The European Union is undergoing a transformation towards sustainable zero-carbon mobility. Currently 94% of Europe’s transport sector is dependent on oil, 90% of which has to be imported. Reducing our carbon dependency will not only save money, protect the environment and human health, but it will also ensure the competitiveness of the European car industry in the future.
The Socialists and Democrats are strongly committed to enabling a smooth and fair transition. In this week’s plenary session two important reports were adopted:
Today the Parliament backed S&D MEP Ismail Ertug’s report, which calls for the introduction of binding national targets in the Directive on the deployment of alternative fuels infrastructure.
The Parliament also passed new measures, updating the Directive on the promotion of clean and energy-efficient road transport vehicles - the Clean Vehicles Directive.
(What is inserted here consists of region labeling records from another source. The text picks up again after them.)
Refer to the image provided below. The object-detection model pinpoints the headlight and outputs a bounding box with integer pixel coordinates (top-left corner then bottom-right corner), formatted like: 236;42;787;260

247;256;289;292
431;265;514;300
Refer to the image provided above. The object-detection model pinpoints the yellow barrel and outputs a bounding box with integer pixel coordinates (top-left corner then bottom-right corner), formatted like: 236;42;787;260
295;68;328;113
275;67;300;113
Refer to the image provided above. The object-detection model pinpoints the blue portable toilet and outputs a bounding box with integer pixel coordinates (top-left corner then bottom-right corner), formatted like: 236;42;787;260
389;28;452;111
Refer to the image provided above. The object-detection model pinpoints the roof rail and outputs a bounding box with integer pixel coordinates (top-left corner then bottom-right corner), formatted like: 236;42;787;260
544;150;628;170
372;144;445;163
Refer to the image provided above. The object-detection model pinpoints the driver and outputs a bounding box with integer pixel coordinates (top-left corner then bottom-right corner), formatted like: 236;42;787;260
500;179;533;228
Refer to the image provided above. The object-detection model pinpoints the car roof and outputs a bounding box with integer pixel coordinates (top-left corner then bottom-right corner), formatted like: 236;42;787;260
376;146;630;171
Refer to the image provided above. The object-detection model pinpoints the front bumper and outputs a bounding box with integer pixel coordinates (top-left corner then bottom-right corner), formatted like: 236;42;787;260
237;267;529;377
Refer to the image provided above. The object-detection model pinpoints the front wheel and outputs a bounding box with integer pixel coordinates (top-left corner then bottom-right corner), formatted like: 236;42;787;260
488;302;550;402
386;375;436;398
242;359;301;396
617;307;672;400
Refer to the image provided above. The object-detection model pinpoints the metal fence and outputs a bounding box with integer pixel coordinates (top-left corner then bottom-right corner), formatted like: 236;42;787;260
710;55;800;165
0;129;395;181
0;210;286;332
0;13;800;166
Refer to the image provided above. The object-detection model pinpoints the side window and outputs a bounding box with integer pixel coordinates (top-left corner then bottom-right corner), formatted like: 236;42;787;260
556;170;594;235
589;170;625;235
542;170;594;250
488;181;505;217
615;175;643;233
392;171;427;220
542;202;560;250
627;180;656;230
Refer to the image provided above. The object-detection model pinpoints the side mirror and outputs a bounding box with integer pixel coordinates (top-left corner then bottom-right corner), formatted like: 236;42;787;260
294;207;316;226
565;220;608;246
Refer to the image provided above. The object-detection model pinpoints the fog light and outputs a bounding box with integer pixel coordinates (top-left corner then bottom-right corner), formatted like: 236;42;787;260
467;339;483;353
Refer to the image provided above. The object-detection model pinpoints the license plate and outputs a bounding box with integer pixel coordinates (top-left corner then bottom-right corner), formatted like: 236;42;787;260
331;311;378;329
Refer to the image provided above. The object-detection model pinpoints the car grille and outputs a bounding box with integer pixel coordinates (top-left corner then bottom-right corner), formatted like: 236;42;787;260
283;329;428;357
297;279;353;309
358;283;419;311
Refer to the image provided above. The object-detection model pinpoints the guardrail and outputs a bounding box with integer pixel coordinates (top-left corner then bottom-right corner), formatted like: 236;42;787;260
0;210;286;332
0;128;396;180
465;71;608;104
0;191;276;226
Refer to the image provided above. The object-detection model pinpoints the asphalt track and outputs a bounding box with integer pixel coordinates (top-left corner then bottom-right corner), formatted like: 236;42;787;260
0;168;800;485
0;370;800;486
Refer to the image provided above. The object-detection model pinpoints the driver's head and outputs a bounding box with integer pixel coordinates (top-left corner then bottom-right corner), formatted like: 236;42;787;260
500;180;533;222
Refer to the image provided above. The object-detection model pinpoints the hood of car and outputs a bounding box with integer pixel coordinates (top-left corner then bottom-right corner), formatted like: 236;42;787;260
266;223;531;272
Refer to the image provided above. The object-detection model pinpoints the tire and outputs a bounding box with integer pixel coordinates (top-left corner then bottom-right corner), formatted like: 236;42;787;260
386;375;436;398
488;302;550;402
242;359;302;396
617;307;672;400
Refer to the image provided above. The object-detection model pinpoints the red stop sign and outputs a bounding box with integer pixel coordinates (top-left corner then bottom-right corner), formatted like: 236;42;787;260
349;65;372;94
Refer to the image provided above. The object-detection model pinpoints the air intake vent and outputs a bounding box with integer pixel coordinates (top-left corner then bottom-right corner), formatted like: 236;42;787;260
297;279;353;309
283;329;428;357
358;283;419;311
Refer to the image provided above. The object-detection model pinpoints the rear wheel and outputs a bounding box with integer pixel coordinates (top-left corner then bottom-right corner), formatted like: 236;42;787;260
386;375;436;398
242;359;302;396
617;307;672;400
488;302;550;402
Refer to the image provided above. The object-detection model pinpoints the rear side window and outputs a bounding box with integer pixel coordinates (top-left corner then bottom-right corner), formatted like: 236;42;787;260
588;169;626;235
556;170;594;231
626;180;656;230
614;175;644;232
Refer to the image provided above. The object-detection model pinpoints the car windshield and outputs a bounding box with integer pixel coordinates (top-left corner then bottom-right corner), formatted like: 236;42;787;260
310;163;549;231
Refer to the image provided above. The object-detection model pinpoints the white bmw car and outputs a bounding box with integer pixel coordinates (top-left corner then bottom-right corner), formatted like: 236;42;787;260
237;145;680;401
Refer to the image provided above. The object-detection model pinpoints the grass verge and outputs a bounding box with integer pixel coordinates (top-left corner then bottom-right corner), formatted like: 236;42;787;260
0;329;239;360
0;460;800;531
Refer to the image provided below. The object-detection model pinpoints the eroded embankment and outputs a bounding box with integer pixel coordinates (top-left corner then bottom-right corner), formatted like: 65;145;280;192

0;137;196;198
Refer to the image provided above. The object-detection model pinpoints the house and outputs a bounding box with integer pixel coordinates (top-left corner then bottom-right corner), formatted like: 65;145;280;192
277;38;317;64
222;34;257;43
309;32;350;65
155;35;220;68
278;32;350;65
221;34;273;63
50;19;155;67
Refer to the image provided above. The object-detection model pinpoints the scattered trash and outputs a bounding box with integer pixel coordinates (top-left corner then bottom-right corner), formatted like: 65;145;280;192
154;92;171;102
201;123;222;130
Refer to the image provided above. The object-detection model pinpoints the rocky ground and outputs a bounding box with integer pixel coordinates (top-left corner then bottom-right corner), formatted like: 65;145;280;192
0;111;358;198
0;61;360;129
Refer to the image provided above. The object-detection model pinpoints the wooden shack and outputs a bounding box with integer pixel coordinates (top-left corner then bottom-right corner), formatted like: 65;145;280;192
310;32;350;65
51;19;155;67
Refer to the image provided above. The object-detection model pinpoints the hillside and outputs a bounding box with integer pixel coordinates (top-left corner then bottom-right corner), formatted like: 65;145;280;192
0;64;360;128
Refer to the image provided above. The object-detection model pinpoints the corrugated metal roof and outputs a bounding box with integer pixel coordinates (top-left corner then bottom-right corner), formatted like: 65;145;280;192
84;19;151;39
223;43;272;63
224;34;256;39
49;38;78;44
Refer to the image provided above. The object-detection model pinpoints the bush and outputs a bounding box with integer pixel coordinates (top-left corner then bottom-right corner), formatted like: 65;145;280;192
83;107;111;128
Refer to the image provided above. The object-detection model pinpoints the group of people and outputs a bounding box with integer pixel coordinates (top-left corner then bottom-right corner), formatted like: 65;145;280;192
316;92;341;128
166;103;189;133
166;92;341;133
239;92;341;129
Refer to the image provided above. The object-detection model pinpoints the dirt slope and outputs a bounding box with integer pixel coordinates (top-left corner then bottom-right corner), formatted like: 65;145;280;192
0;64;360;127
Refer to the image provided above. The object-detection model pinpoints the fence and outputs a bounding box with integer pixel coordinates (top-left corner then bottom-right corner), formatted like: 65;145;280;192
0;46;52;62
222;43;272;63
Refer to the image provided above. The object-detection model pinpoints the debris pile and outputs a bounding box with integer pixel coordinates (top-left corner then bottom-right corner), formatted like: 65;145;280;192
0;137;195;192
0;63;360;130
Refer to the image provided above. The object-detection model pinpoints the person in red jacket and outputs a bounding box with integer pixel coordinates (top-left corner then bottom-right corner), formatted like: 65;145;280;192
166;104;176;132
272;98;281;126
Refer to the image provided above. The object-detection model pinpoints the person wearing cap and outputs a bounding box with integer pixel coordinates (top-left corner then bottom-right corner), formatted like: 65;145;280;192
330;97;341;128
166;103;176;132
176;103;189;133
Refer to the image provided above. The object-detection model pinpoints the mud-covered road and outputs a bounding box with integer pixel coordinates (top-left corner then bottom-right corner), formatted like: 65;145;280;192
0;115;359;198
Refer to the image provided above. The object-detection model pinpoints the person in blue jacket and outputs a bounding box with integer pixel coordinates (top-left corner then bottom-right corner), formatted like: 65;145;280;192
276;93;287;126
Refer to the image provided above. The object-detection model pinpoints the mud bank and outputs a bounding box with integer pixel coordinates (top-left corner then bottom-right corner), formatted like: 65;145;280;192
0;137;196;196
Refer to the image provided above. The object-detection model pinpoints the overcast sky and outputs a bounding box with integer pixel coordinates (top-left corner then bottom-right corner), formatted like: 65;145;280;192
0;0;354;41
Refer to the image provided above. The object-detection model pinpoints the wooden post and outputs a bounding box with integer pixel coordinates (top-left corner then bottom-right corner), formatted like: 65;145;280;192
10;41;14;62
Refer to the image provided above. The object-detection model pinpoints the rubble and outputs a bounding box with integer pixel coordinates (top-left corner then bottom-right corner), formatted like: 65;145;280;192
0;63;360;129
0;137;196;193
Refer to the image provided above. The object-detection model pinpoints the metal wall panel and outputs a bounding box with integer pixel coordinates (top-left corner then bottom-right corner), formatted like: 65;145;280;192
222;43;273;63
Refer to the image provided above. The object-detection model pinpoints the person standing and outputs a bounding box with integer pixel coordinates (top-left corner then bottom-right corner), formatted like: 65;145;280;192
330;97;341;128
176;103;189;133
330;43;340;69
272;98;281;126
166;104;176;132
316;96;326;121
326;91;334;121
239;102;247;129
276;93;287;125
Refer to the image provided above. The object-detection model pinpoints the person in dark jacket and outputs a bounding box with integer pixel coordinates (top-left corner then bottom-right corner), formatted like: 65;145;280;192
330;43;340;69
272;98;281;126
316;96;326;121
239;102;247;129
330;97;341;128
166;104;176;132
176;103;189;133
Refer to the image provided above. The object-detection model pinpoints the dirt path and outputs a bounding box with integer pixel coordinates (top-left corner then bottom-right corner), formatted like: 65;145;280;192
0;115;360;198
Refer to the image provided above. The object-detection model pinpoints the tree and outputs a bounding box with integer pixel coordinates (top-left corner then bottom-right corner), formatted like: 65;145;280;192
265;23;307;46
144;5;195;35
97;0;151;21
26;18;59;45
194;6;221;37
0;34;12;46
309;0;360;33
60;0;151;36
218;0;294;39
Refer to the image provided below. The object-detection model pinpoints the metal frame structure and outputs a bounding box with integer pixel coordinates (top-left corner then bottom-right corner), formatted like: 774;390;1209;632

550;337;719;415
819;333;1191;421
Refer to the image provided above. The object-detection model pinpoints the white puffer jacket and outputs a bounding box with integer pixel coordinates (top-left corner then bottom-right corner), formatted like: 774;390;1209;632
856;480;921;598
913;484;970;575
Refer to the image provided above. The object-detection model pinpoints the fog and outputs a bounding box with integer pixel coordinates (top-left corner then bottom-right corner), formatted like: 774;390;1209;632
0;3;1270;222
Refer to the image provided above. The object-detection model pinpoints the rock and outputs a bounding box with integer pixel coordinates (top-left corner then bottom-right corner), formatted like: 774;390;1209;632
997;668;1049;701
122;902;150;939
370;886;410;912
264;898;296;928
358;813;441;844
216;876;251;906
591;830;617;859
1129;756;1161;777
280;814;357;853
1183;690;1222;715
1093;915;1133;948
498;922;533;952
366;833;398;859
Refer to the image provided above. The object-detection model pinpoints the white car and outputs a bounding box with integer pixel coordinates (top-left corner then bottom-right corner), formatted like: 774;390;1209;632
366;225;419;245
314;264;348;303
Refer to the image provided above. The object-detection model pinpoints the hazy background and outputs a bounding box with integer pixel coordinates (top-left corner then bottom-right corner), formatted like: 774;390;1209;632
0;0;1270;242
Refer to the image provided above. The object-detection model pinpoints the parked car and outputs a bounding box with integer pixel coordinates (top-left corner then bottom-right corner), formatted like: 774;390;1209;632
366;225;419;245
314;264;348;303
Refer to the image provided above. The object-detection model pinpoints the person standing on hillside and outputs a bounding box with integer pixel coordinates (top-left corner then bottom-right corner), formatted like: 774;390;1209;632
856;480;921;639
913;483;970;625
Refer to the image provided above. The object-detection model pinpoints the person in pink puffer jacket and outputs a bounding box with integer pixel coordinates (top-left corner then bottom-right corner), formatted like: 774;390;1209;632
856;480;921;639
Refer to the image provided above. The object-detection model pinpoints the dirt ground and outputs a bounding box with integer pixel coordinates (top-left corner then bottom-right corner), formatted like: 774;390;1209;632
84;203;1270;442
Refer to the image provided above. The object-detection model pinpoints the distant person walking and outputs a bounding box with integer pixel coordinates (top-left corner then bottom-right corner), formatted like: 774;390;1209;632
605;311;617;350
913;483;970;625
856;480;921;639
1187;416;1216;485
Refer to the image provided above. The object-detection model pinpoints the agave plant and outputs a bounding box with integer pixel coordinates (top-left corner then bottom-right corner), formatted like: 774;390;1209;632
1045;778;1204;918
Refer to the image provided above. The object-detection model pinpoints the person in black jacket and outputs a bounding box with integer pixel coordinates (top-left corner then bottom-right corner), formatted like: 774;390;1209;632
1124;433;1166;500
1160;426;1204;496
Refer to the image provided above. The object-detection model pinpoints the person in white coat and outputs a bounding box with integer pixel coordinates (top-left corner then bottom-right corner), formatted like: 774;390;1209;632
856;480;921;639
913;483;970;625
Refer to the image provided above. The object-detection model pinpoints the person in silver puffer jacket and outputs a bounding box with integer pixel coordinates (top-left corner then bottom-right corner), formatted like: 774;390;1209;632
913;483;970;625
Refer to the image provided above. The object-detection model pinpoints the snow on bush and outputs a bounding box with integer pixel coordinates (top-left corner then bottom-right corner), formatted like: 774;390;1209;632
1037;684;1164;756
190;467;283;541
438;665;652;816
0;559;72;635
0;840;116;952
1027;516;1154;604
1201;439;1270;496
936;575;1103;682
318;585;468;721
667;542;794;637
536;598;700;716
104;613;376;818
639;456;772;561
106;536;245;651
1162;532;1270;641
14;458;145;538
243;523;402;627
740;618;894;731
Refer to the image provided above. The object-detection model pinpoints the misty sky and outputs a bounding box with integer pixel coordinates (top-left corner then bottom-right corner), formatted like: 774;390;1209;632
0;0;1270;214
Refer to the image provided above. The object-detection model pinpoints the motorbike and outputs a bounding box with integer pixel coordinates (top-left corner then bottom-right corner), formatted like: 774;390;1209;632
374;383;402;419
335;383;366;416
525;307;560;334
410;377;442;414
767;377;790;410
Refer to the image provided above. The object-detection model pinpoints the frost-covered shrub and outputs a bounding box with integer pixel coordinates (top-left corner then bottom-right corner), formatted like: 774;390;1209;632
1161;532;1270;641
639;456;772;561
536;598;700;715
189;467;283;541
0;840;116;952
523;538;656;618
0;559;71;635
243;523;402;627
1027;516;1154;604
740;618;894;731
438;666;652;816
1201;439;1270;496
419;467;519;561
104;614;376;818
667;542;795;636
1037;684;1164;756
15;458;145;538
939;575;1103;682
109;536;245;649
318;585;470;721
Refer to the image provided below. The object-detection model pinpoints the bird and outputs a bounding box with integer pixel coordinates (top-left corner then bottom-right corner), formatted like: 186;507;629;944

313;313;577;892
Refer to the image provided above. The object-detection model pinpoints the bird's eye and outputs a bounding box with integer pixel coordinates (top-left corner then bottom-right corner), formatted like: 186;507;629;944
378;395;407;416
It aims to incentivise the production of clean and zero-emission vehicles through public procurement to stimulate demand. The revised directive will also contribute to the decarbonisation of EU road transport and help member states meet their local air pollution targets.
Ismail Ertug, the S&D spokesperson on transport, said:
“There is no time left to waste. We urge the Commission to accelerate the revision of the Directive on alternative fuels infrastructure and come up with strong targets for a comprehensive European-wide network, and most importantly more funding for alternative fuels infrastructure.
“Out of roughly 800.000 charging points envisaged by 2025, only a few more than 100.000 are already in place. For hydrogen - which is not mandatory under the Directive - the situation is even worse. Three weeks ago, S&Ds successfully lead a majority for ambitious CO2 targets for cars and vans. Now we have to make sure that those can be reached.
“It is vital that sufficient infrastructure is built in rural areas, as there should be no European region left behind in the transition towards low-emission mobility.”
Seb Dance MEP, the S&D rapporteur for the Clean Vehicles Directive, said:
“Despite the huge potential of this legislation, the current Directive has had little impact on reducing CO2 and air pollutants emitted from publicly procured vehicles and has instead promoted the procurement of diesel vehicles. This is unacceptable, as we believe public authorities must be at the forefront of the transition to sustainable and zero-emission mobility.
“By establishing ambitious and binding targets for zero-emission vehicles, we will soon be seeing more and more zero-emission buses driving in our cities - reducing CO2 and improving air quality for our citizens.
“The European Commission and governments must now put their money where their mouth is and ensure local and regional authorities are given enough funding to accelerate this transition.”